İstanbul Balat'ta trafik polisleri tarafından ehliyeti olmadığı için ceza yazıldığı ve buna tepki göstererek bağırdığı belirtilen öğretmenin, ehliyetinin kırık olduğu gerekçesiyle ceza yazılmasına tepki gösterdiği ortaya çıktı.
Polisler tarafından çekilerek sosyal medyadan yayınlanan görüntülerdeki kadının, İstanbul'da bir vakıf üniversitesinde öğretim üyesi olarak görev yapan Dr. Özlem Atan Tarlacı olduğu öğrenildi. Dr. Tarlacı'nın bir öğrencisi, Ekşi Sözlük'te açıklama yaparak, olayın içyüzünün yansıtıldığı gibi olmadığını belirtti.
Dr. Özlem Atan Tarlacı'nın öğrencisi, yaptığı açıklamada, Tarlacı'nın gerek derslerde, gerekse ders dışında son derece sakin ve anlayışlı olduğunu belirterek, olayın iç yüzünü paylaştı.
Dr. Tarlacı'yı telefonla arayarak bilgi aldığını aktaran öğrencisi şu açıklamayı yaptı:
"Olay tahmin ettiğim gibi kamuoyuna yansıtılandan çok farklı şekilde bizzat hoca tarafından anlatıldı, şu an kendisi savcılıkta, kendisinin söylediklerini sözlükte duyuracağımı belirttiğim ve kabul ettiği için burada paylaşıyorum, sizlerden ricam Twitter ve diğer sosyal medya uygulamalarında kendisine gerekilen desteği vermenizdir, çok klişe olacak biliyorum ama bu olayı sizin bir yakınınızın yaşamaması sadece tesadüftür.
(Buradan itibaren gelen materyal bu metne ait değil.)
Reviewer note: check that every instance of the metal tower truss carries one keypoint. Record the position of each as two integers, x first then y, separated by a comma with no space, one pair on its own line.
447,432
Özlem Hoca konuşmamızda olayı şu şekilde anlattı:
Üniversitede gerçekleşen önemli bir toplantıya yetişmek üzere aracımı sürüyordum, bu esnada trafik polisi durmamı istedi, ehliyet ve ruhsatı kendilerine verdiğimde ehliyetimin kırık olduğunu öne sürerek bu ehliyeti kabul etmeyeceklerini bildirdiler, kendilerine ehliyetimin olduğunu ve ehliyetsiz araba kullanmaktan ceza veremeyeceklerini söyledim, önemli bir toplantıya yetişmek durumunda olduğumu belirttim, kendileri bana herhangi bir şey söylemeden uzun bir süre beklettiler, kendimi tanıtarak sizin gibi bir çok polis öğrencim var bana saygıda kusur etmezler, ben sizleri onlardan ayırmıyorum dedim, o sırada polis 'bana ne öğretmensen, hocaysan' dedi ve ehliyetim olmasına rağmen ehliyetsiz araba kullanmaktan ceza kesti, uzlaşmacı bir tavırla memur olduğunu sabit bir gelire sahip olduğumu bu cezanın hem ağır hem de lüzumsuz olduğunu söyledim diğer polis cebinden çıkardığı telefonla beni videoya kaydetmeye başlayınca sinir krizi geçirdim, ben de polis memurlarının ve polis arabasının fotoğraflarını çektim, toplantıya gitmek üzere yola koyuldum aradan 1 ay geçtikten sonra video görüntülerinin basına servis edildiğini üzülerek öğrendim, hukuki olarak sürecin takipçisi olacağım.